Setahun berlalu. Asep dan istrinya dikarunia bayi perempuan (Fitriyah). Kehadiran putri pertamanya jelas mendongkrak pengeluaran. Asep putar otak. Setelah pagi hari mengajar di MI, siangnya mengajar di MTs dan MA. Selain itu, ia bergabung dengan Kelompok Tani Unggul untuk belajar bercocok tanam.
“Kalau tidak ada tugas ngajar di sekolah, saya ngurus padi di sawah. Saya mencari uang tambahan. Apalagi anak kedua (Fiqhul Haqim) sudah lahir. Tentu pengeluaran pun naik. Kalau ini tidak diimbangi pemasukan, pepatah lebih besar pasak daripada tiang berlaku bagi saya dong,” tuturnya tersenyum.
Keseriusan Asep bertani –tanpa meninggalkan ngajar—kian menggebu, kala kelompok taninya yang ada dalam kendali Gapoktan (Gabungan Kelompok Tani) Wanti Asih menjalin kerjasama dengan Lembaga Pertanian Sehat (LPS) Dompet Dhuafa. Di situlah Asep mendapat banyak ilmu baru soal pertanian dan peternakan, termasuk bantuan bibit, teknologi pertanian dan modal.
”Yang menggembirakan, saya dipercaya untuk menerima bantuan 6 ekor kambing dari Ternak Domba Sehat (TDS) Dompet Dhuafa. Kesibukan saya jadi bertambah; mencari rumput dan membersihkan kandang, hampir setiap hari. Domba saya terus berkembang. Kini jumlahnya 16 ekor,” katanya bangga. Sejak itu, Asep selalu bersyukur. Penghasilannya terus meningkat. Apalagi dari hasil usaha pertanian dan peternakan yang ditabungnya, ia dapat membeli sebidang tanah. Di atas tanah itu dibangun rumah untuk tempat tinggal istri dan kedua buah hatinya.
Lain waktu, LPS menggelar pelatihan pembuatan kompos ofer (organic fertilizer) bagi anggota Wanti Asih. Asep tak mau ketinggalan. Sampai-sampai ia duduk paling depan. Usai pelatihan dan paham tata cara pembuatan, ia mempraktekannya. Tanah berukuran 4×8 meter di belakang rumahnya dibuat saung sebagai tempat produksi pupuk organik.
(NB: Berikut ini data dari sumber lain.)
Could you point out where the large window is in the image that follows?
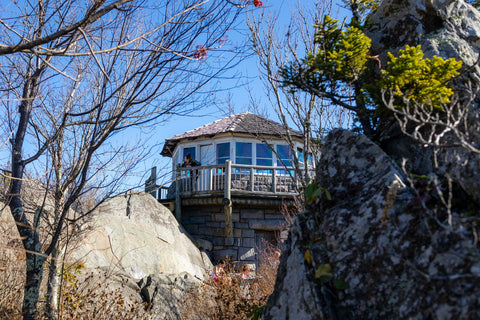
[235,142,252,164]
[277,144,293,167]
[182,147,196,162]
[217,142,230,164]
[256,143,273,167]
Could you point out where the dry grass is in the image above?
[181,243,280,320]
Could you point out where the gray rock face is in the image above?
[265,130,480,319]
[70,193,211,280]
[367,0,480,204]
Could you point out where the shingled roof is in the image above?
[160,112,303,157]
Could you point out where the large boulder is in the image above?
[264,130,480,319]
[69,193,211,280]
[367,0,480,204]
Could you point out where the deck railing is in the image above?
[176,161,312,197]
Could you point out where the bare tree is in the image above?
[0,0,248,319]
[248,0,351,192]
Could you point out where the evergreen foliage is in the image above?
[281,11,462,138]
[379,45,462,111]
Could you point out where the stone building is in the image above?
[153,113,312,266]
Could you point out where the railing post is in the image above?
[250,168,255,192]
[175,164,182,223]
[272,167,277,193]
[223,160,233,238]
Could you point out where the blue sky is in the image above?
[127,0,352,189]
[0,0,350,189]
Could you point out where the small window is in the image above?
[217,142,230,164]
[235,142,252,164]
[182,147,196,162]
[256,143,273,167]
[277,144,293,167]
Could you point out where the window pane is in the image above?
[217,142,230,164]
[236,142,252,158]
[257,143,272,159]
[257,158,273,166]
[297,148,305,163]
[256,143,273,166]
[277,145,292,159]
[277,159,292,167]
[236,157,252,164]
[277,145,293,167]
[182,147,196,161]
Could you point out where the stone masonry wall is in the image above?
[182,202,286,266]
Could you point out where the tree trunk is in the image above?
[22,251,46,320]
[46,247,61,320]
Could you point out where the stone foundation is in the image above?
[182,198,291,266]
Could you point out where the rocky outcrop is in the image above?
[69,193,211,280]
[264,130,480,319]
[367,0,480,204]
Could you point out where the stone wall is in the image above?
[182,198,286,266]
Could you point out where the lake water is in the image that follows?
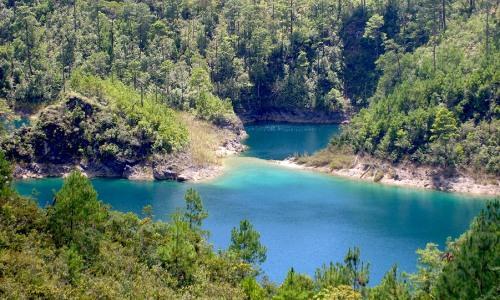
[16,124,485,284]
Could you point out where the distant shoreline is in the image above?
[275,158,500,197]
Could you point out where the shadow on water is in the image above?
[12,124,484,284]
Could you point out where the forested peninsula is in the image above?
[0,0,500,194]
[0,0,500,300]
[0,153,500,300]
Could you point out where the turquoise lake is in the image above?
[16,124,485,284]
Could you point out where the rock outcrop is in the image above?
[1,94,245,181]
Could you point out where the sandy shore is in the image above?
[275,159,500,196]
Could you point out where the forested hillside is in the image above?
[296,1,500,180]
[0,0,462,118]
[0,153,500,300]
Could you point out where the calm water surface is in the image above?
[16,125,485,284]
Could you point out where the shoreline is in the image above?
[273,158,500,197]
[13,130,246,182]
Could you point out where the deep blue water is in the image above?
[16,124,485,283]
[244,123,339,159]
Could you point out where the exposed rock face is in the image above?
[1,94,244,181]
[239,109,347,124]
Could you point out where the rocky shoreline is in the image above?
[13,137,245,182]
[5,94,246,181]
[276,158,500,196]
[238,109,348,124]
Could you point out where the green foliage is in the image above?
[241,277,267,300]
[367,266,411,300]
[184,188,208,228]
[435,200,500,299]
[409,243,446,299]
[48,172,107,258]
[0,158,500,300]
[70,72,188,152]
[313,285,361,300]
[157,214,196,286]
[272,268,314,300]
[335,11,500,175]
[229,220,267,264]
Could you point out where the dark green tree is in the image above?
[184,188,208,228]
[229,220,267,264]
[48,172,107,255]
[436,200,500,299]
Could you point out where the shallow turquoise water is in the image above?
[16,125,485,283]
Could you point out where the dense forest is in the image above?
[0,0,500,300]
[0,0,500,175]
[0,154,500,300]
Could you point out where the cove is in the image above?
[16,124,485,284]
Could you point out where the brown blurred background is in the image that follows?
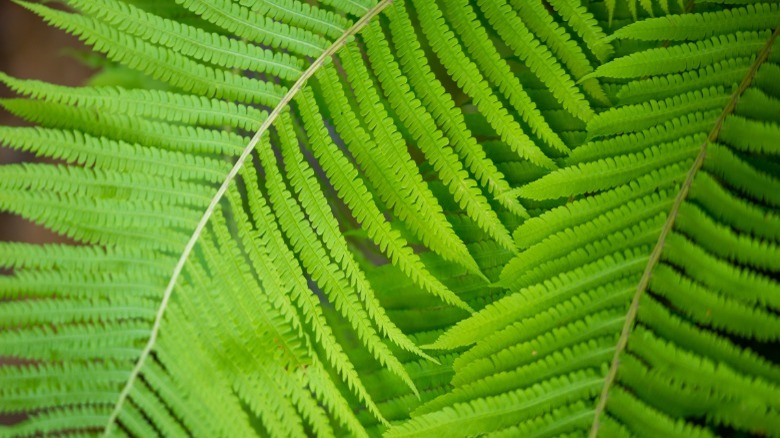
[0,0,92,242]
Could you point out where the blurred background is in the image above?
[0,0,93,243]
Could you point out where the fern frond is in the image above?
[0,0,780,437]
[390,10,780,436]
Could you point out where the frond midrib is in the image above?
[588,27,780,438]
[103,0,393,436]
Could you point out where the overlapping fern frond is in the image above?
[0,0,780,436]
[402,4,780,436]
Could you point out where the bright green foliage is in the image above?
[0,0,780,437]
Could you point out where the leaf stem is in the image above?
[588,27,780,438]
[103,0,393,436]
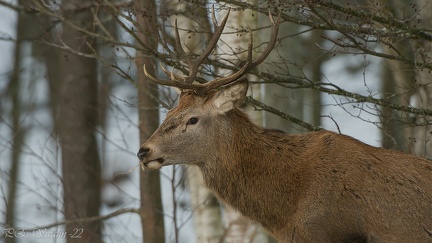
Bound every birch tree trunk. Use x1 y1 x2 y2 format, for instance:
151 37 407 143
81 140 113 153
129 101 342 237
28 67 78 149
5 3 25 243
134 0 165 243
367 0 415 152
411 0 432 159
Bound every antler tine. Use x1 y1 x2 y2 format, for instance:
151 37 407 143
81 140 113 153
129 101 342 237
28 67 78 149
186 6 231 83
194 5 231 65
159 63 183 81
174 19 191 68
248 10 281 70
143 64 202 90
170 6 231 83
198 10 281 93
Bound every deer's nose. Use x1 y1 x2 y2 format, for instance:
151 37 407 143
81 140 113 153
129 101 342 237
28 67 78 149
137 147 150 160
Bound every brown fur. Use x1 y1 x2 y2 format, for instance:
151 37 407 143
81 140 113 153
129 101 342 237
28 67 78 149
139 80 432 242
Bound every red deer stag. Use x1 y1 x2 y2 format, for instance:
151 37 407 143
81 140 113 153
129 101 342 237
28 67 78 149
137 7 432 243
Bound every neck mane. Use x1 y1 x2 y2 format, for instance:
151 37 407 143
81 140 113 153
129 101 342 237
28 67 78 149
200 110 300 232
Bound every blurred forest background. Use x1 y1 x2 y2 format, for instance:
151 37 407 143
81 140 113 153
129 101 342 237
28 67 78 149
0 0 432 243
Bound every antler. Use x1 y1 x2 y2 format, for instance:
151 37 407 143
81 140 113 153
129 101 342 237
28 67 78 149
143 6 281 95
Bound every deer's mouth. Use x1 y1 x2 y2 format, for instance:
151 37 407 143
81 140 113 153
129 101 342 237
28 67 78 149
143 158 165 170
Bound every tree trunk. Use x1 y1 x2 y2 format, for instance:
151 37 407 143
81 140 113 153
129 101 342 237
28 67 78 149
135 0 165 243
5 3 25 243
411 0 432 159
57 0 101 240
221 4 269 243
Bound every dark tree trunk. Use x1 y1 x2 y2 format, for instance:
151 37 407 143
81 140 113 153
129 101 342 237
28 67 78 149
57 0 101 242
135 0 165 243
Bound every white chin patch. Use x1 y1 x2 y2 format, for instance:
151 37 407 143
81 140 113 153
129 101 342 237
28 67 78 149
145 160 162 170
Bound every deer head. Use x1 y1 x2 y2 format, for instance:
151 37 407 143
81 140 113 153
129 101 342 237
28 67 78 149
137 9 280 169
138 7 432 242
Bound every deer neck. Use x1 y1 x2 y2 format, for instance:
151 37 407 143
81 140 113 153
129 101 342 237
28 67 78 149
201 111 295 232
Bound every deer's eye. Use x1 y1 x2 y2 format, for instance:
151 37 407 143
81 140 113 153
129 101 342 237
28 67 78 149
187 117 198 125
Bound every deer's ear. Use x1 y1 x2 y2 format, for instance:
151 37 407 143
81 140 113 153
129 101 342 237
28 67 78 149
211 77 249 113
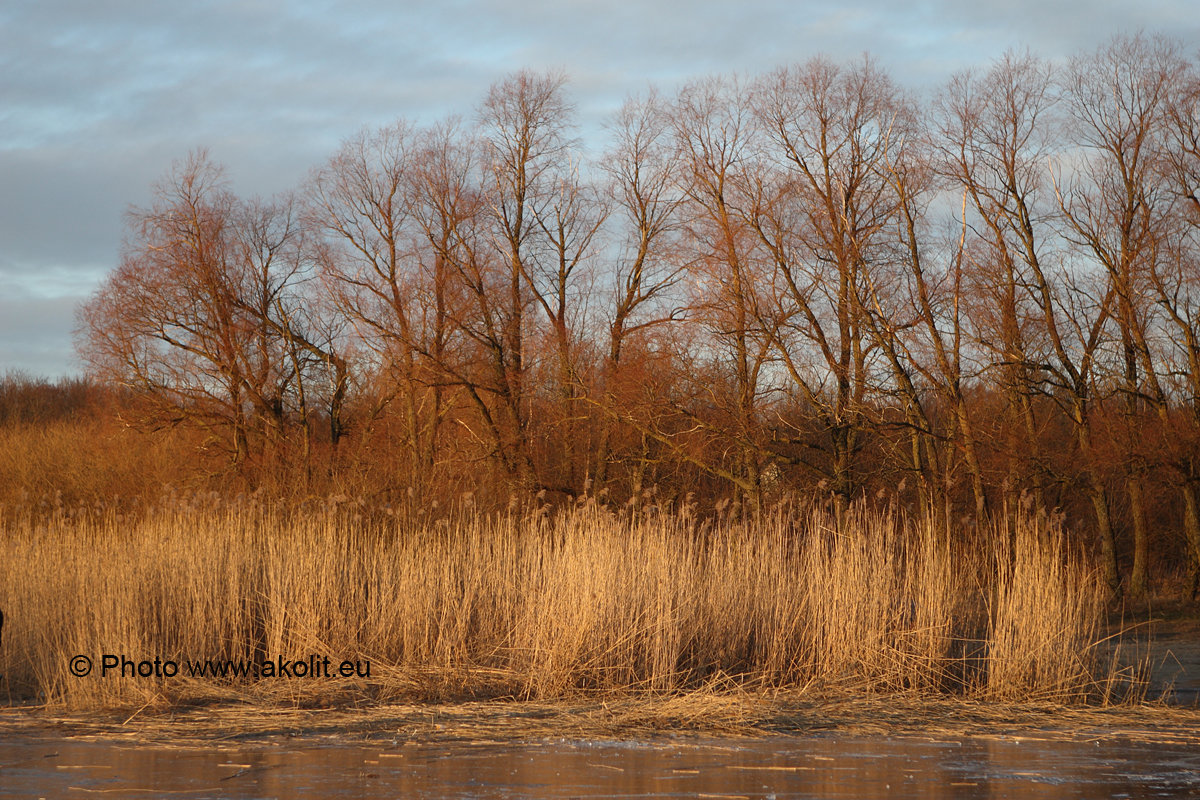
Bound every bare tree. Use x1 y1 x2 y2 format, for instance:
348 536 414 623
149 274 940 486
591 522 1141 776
1061 35 1183 596
79 151 324 467
751 59 912 515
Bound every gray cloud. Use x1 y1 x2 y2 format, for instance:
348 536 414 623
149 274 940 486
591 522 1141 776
0 0 1200 374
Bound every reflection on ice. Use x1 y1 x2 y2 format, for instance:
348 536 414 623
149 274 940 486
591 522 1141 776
0 736 1200 800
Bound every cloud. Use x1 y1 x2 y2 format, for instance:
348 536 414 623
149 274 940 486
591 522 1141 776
0 0 1200 372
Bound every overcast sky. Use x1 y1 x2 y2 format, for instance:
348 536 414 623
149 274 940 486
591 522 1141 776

Mula-mula Asep mencari kotoran sapi sebagai bahan dasar pupuk organik. Saban hari ia mengangkutnya dari desa tetangga—10 kilometer dari rumah Asep—. Maklum, di kampungnya tak ada peternakan sapi. Rupanya tetangga rumah Asep terganggu oleh bau kotoran sapi yang menyengat hidung itu. Apalagi, kotoran yang dibawanya ada saja yang terjatuh di pelataran rumah tetangga. “Soal bau itu, saya terkadang pura-pura nggak tahu,” Asep nyengir.
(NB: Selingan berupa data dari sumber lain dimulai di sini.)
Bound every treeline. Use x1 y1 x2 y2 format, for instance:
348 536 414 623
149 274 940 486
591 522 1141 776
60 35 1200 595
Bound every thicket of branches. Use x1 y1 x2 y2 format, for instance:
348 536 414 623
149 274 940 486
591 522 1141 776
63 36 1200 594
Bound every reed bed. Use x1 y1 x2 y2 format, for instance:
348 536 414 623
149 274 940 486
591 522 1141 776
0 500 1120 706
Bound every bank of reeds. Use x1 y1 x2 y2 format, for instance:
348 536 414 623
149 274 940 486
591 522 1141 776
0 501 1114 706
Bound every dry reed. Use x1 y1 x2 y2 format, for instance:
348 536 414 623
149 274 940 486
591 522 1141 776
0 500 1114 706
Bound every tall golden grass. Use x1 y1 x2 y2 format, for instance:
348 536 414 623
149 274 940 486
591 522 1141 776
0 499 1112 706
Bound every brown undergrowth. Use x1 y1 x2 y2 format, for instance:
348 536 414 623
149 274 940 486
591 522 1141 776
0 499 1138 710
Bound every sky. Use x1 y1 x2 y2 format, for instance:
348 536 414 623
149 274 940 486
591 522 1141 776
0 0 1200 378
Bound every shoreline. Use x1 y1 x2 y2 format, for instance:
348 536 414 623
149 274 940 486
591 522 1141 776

Sebagai percobaan, Asep membuat pupuk organik dalam jumlah terbatas, sekira 500 kilogram. Ia mencampur kotoran sapi dengan bahan lainnya, seperti jerami cincang, kapur pertanian, arang sekam, dedak, dan IM4. Ia mencangkulnya hingga merata, lalu menutup rapat dengan karung atau plastik. Esok hari diaduk lagi, kemudian ditutup dan didiamkan 3-4 hari sampai suhu 45 derajat.
Hari berikutnya diaduk kembali dan dibiarkan 2 hari sampai suhu turun 30 derajat. Ia menaruh alat pengukur panas di tengah gundukan tanah. Setelah itu, pupuk organik diayak supaya halus, dibungkus plastik dan siap dijual ke LPS. Proses pembuatan hingga jadi kurang lebih 10 hari.
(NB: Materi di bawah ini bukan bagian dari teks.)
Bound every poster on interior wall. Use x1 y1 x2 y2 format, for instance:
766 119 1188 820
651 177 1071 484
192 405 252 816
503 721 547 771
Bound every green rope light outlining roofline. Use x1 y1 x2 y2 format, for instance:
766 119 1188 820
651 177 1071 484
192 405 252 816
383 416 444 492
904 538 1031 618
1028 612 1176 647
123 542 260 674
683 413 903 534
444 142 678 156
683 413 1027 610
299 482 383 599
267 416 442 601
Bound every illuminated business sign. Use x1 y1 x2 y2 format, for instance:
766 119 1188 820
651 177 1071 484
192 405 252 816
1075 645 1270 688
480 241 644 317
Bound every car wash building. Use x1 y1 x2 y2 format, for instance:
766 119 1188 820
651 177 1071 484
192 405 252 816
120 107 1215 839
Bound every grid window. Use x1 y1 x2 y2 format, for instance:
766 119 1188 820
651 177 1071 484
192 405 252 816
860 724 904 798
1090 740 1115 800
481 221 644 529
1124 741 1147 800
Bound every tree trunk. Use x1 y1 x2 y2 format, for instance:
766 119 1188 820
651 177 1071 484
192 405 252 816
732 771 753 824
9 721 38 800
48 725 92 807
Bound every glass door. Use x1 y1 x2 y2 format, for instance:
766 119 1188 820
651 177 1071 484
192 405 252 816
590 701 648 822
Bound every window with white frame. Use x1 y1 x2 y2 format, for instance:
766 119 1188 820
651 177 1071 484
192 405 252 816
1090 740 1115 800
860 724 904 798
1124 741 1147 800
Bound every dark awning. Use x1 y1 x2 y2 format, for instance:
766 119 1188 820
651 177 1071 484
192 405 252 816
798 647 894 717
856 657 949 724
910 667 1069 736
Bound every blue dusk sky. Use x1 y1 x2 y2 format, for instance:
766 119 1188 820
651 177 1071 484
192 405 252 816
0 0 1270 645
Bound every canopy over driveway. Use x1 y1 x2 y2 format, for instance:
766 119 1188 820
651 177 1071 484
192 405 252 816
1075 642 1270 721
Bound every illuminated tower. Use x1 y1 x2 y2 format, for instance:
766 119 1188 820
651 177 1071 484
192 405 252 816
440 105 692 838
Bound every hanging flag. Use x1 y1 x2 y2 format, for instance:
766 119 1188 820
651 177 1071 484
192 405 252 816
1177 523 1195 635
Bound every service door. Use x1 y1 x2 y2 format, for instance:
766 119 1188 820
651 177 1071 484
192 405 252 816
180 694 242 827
“Semua tahapan itu saya lakukan sendiri. Ternyata pendamping dari LPS bilang, hasilnya tidak seperti yang diharapkan. Karenanya tidak bisa dijual ke LPS. Akhirnya, saya pakai sendiri untuk tanaman padi,” seloroh Asep.
Asep tak kapok. Selang beberapa hari, ia kembali membuat pupuk organik. Kali ini lebih berhati-hati. Masukan dan saran dari LPS benar-benar diterapkan. Ia berjibaku dalam pembuatan kompos ofer, tak peduli bau kotoran sapi yang menusuk indera penciumannya.
“Begitu orang LPS tahu hasilnya, mereka mau membeli. LPS pun menyatakan saya sudah bisa membuat pupuk organik sendiri, meski quality control dipegang LPS,” cetus pelopor pembuat kompos ofer di Kampung Bojong Menteng, Desa Cibalung, Kec. Cijeruk, Kab. Bogor, itu.
Prestasi Asep tersebut mengundang decak kagum Dinas Pertanian Bogor. Mereka berkeinginan membeli kompos ofer sebanyak 2 ton.
”Alhamdulillah…itu rezeki yang tak pernah terpikirkan. Sekarang saya bisa memproduksi pupuk organik 3 ton perbulan, dengan jumlah karyawan 4 orang,” tandas lulusan Madrasah Aliyah ini. (LHZ/Dompet Dhuafa)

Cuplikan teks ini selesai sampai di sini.